Educators also has a program called Member Loyalty that has helped strengthen bonds with members. The program rewards members for various activities, such as the number of services they use, how often they use their cards, their loan balances, saving balances, etc.
“Last year, we paid out about $5 million,” Hoover reports. “Members love the program, and we continue to grow and enhance it.”
Serving members well also means serving the communities in which they live. As part of that effort, Educators gives back 12% of its income to charitable and civic groups every year. The CU also participates in various community activities, such as holding annual shred days, partnering with Milwaukee Public Schools on an annual back-to-school backpack drive and sponsoring local semi-pro sports teams. “We like to be there for the community because the community has been there for us,” Hoover says.
Hoover is personally involved in the community as well.
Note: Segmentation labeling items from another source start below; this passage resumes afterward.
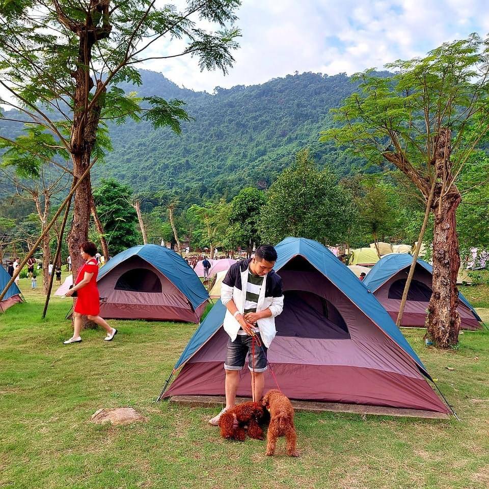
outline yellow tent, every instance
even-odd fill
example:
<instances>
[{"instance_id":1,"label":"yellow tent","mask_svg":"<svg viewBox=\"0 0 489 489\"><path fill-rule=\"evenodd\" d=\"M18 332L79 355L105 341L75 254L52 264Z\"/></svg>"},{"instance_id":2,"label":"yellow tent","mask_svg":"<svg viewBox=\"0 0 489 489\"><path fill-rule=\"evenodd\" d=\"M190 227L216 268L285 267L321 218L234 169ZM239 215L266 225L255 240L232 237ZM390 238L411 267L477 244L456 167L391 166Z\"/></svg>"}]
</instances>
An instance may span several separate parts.
<instances>
[{"instance_id":1,"label":"yellow tent","mask_svg":"<svg viewBox=\"0 0 489 489\"><path fill-rule=\"evenodd\" d=\"M348 267L359 278L360 274L363 273L366 275L370 271L368 267L362 266L361 265L348 265Z\"/></svg>"},{"instance_id":2,"label":"yellow tent","mask_svg":"<svg viewBox=\"0 0 489 489\"><path fill-rule=\"evenodd\" d=\"M392 253L392 247L389 243L383 243L382 241L377 241L377 246L378 247L378 252L381 254L381 256L384 255L388 255ZM370 243L369 245L371 248L375 250L375 243Z\"/></svg>"},{"instance_id":3,"label":"yellow tent","mask_svg":"<svg viewBox=\"0 0 489 489\"><path fill-rule=\"evenodd\" d=\"M350 251L349 265L374 265L378 261L377 252L372 248L358 248Z\"/></svg>"},{"instance_id":4,"label":"yellow tent","mask_svg":"<svg viewBox=\"0 0 489 489\"><path fill-rule=\"evenodd\" d=\"M413 249L409 244L393 244L392 252L394 253L410 253Z\"/></svg>"}]
</instances>

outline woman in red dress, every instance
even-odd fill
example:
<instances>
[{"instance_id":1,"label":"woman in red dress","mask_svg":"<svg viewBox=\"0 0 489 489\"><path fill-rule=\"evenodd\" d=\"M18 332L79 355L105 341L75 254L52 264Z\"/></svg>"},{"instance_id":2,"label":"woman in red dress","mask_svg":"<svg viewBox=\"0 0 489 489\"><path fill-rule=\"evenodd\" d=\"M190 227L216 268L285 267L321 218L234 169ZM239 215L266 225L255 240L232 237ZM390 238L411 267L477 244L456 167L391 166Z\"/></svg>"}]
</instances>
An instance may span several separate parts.
<instances>
[{"instance_id":1,"label":"woman in red dress","mask_svg":"<svg viewBox=\"0 0 489 489\"><path fill-rule=\"evenodd\" d=\"M73 310L74 328L73 336L64 344L79 343L82 341L80 331L82 330L82 316L86 316L89 319L101 326L106 332L104 338L106 341L111 341L117 330L111 328L107 322L100 317L100 298L97 288L97 276L98 274L98 265L97 264L97 246L94 243L87 241L80 247L80 254L85 260L85 264L78 271L78 275L73 287L65 294L71 297L74 292L76 292L76 302Z\"/></svg>"}]
</instances>

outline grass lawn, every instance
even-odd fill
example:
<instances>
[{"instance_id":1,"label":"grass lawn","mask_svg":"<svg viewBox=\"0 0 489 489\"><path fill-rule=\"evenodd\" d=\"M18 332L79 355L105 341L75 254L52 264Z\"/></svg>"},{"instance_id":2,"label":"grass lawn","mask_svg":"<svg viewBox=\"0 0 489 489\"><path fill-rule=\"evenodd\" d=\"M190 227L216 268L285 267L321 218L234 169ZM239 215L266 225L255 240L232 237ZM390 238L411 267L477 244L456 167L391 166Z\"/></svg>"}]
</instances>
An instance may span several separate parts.
<instances>
[{"instance_id":1,"label":"grass lawn","mask_svg":"<svg viewBox=\"0 0 489 489\"><path fill-rule=\"evenodd\" d=\"M267 457L264 442L221 439L207 423L215 410L154 402L195 325L111 321L113 342L89 331L64 346L70 301L53 297L42 321L42 296L29 287L21 281L28 303L0 316L0 487L489 487L489 334L465 333L459 349L440 351L422 331L403 332L461 421L298 413L301 456L283 455L281 441ZM149 422L89 422L126 406Z\"/></svg>"}]
</instances>

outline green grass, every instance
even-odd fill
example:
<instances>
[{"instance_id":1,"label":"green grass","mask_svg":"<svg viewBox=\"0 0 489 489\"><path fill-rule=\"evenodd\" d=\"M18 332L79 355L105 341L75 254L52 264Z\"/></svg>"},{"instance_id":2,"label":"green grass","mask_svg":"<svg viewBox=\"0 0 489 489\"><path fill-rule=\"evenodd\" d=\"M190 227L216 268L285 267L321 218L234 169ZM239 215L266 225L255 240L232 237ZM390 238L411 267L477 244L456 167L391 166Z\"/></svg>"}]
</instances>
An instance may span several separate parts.
<instances>
[{"instance_id":1,"label":"green grass","mask_svg":"<svg viewBox=\"0 0 489 489\"><path fill-rule=\"evenodd\" d=\"M426 349L403 332L461 418L449 421L298 413L301 456L267 457L264 442L221 439L215 410L156 404L192 324L111 321L64 346L70 301L42 297L0 316L0 487L457 488L489 486L489 334L465 333L456 350ZM487 297L485 300L486 301ZM489 310L481 310L489 322ZM446 367L454 369L449 370ZM132 406L145 424L89 422L101 408Z\"/></svg>"}]
</instances>

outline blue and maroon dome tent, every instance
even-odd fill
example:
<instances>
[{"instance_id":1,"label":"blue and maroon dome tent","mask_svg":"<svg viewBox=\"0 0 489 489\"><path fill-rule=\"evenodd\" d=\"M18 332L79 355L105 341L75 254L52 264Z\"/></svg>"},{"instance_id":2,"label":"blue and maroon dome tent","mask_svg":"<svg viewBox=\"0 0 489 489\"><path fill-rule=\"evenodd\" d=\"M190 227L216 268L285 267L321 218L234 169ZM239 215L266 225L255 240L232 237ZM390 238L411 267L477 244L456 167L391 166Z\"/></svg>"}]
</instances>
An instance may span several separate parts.
<instances>
[{"instance_id":1,"label":"blue and maroon dome tent","mask_svg":"<svg viewBox=\"0 0 489 489\"><path fill-rule=\"evenodd\" d=\"M284 393L291 399L429 411L449 408L430 387L428 372L372 294L325 247L287 238L276 247L275 269L285 301L268 351ZM224 394L228 336L220 301L175 366L180 369L160 396ZM274 388L269 371L265 390ZM250 395L241 371L238 396Z\"/></svg>"},{"instance_id":2,"label":"blue and maroon dome tent","mask_svg":"<svg viewBox=\"0 0 489 489\"><path fill-rule=\"evenodd\" d=\"M11 278L12 277L7 273L7 270L3 266L0 266L0 292L4 290ZM22 302L22 294L14 282L9 287L7 293L0 302L0 312L4 312L14 304Z\"/></svg>"},{"instance_id":3,"label":"blue and maroon dome tent","mask_svg":"<svg viewBox=\"0 0 489 489\"><path fill-rule=\"evenodd\" d=\"M209 300L188 264L157 244L116 255L100 268L97 285L106 318L198 323Z\"/></svg>"},{"instance_id":4,"label":"blue and maroon dome tent","mask_svg":"<svg viewBox=\"0 0 489 489\"><path fill-rule=\"evenodd\" d=\"M375 296L394 321L399 313L413 258L412 255L406 253L387 255L375 263L363 281L363 285ZM418 258L408 294L401 326L425 327L426 308L432 292L432 274L431 265ZM480 329L482 319L461 292L458 293L458 301L457 310L460 316L460 328L464 330Z\"/></svg>"}]
</instances>

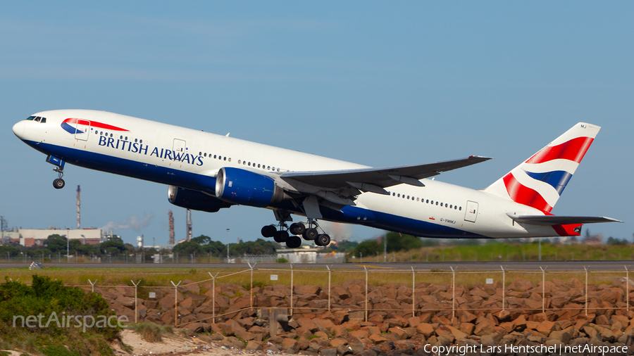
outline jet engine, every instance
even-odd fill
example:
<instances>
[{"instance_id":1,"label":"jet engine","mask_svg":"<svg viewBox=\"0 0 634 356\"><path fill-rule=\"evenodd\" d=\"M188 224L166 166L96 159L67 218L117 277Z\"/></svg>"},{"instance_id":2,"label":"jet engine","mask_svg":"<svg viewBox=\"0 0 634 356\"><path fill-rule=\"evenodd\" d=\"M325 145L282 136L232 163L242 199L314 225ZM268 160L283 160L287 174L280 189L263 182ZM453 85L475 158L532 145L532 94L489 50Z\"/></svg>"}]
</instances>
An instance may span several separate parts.
<instances>
[{"instance_id":1,"label":"jet engine","mask_svg":"<svg viewBox=\"0 0 634 356\"><path fill-rule=\"evenodd\" d=\"M168 188L168 200L180 208L207 212L216 212L222 208L231 206L231 204L214 196L176 186L169 186Z\"/></svg>"},{"instance_id":2,"label":"jet engine","mask_svg":"<svg viewBox=\"0 0 634 356\"><path fill-rule=\"evenodd\" d=\"M265 208L285 197L273 178L240 168L220 168L216 178L216 196L232 204Z\"/></svg>"}]
</instances>

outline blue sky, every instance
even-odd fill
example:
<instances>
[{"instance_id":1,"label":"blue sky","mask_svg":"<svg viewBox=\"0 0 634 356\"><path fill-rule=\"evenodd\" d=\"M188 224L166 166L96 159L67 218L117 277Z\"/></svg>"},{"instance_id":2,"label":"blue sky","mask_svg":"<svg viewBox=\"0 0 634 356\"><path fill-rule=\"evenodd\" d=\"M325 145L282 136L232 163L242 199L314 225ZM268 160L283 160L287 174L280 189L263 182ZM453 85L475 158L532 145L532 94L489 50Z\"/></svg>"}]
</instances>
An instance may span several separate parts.
<instances>
[{"instance_id":1,"label":"blue sky","mask_svg":"<svg viewBox=\"0 0 634 356\"><path fill-rule=\"evenodd\" d=\"M19 1L0 12L0 215L10 227L111 223L177 239L160 184L66 170L13 125L104 110L371 166L480 155L437 179L485 188L583 121L602 126L553 210L632 239L634 4L626 1ZM194 234L259 237L271 211L194 212ZM126 229L126 227L128 227ZM136 228L136 229L135 229ZM354 227L361 241L381 234Z\"/></svg>"}]
</instances>

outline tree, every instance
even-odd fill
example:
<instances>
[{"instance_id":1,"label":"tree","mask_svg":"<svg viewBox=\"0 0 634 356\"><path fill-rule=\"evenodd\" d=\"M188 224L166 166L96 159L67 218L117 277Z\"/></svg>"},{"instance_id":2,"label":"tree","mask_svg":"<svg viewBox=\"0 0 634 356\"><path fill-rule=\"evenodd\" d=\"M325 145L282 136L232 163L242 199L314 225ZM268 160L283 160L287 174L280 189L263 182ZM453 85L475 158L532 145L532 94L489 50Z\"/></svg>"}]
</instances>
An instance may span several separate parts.
<instances>
[{"instance_id":1,"label":"tree","mask_svg":"<svg viewBox=\"0 0 634 356\"><path fill-rule=\"evenodd\" d=\"M211 243L211 238L205 235L201 235L198 237L192 239L191 241L199 245L208 245Z\"/></svg>"},{"instance_id":2,"label":"tree","mask_svg":"<svg viewBox=\"0 0 634 356\"><path fill-rule=\"evenodd\" d=\"M174 252L175 253L186 253L187 255L191 255L192 253L199 254L204 251L204 250L203 250L203 248L200 245L192 241L181 242L174 246L174 248L172 248L172 252Z\"/></svg>"}]
</instances>

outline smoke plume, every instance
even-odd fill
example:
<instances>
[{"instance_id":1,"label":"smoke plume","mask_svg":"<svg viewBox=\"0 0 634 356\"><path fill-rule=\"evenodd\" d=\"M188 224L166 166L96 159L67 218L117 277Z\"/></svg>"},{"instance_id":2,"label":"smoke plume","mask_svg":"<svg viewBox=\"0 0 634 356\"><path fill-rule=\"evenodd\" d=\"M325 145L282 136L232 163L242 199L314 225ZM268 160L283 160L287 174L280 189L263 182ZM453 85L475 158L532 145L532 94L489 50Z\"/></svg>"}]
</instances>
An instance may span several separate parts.
<instances>
[{"instance_id":1,"label":"smoke plume","mask_svg":"<svg viewBox=\"0 0 634 356\"><path fill-rule=\"evenodd\" d=\"M135 231L138 231L141 229L149 226L150 222L154 218L154 215L151 213L147 215L140 219L137 215L131 215L128 220L123 220L121 222L111 221L108 224L106 224L106 226L102 227L101 229L108 231L110 230L126 230L128 229L133 229Z\"/></svg>"}]
</instances>

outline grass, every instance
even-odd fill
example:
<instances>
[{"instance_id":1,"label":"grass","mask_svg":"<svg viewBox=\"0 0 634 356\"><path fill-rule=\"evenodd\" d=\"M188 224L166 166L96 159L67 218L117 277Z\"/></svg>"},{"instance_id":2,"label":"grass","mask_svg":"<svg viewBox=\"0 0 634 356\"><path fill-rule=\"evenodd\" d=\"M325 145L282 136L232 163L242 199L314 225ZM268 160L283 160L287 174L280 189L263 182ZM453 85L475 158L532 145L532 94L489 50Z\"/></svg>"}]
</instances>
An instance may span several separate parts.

She has served on the boards of several organizations, including the United Way, Racine County Food Bank and FOCUS on Racine. She recently graduated from Leadership Racine, a nine-month program designed to prepare leaders for positions of public influence in the Racine community. This is in addition to the credit union’s support of Leadership Kenosha and Leadership Milwaukee. Hoover’s community contributions recently brought her recognition from the Milwaukee Business Journal as a 2022 Woman of Influence.
Among her industry activities, Hoover participates in the Wisconsin Credit Union League and CUNA Councils. She also interacts with other credit union leaders through Members Development Company, a group of credit unions that focuses on collaborative research and innovation. “We joined the ownership about a year ago and have found it to be very beneficial, especially the networking,” Hoover says.
When she is not working, Hoover enjoys hiking, biking, rollerblading, travel and spending time with family. She has two daughters, both of whom are teachers, and a son who plans to be a firefighter. An animal lover, she also has two dogs.
Though Hoover has reached the height of her profession, she will always be grateful for the start she got as a teller—and for her reintroduction to that role during the pandemic. “I welcomed the opportunity to go back to the teller line,” she says. “I think it’s important to remain humble. No matter where you go in life, you should never forget where you came from.” cues icon
Based in Missouri, Diane Franklin is a longtime contributor to Credit Union Management.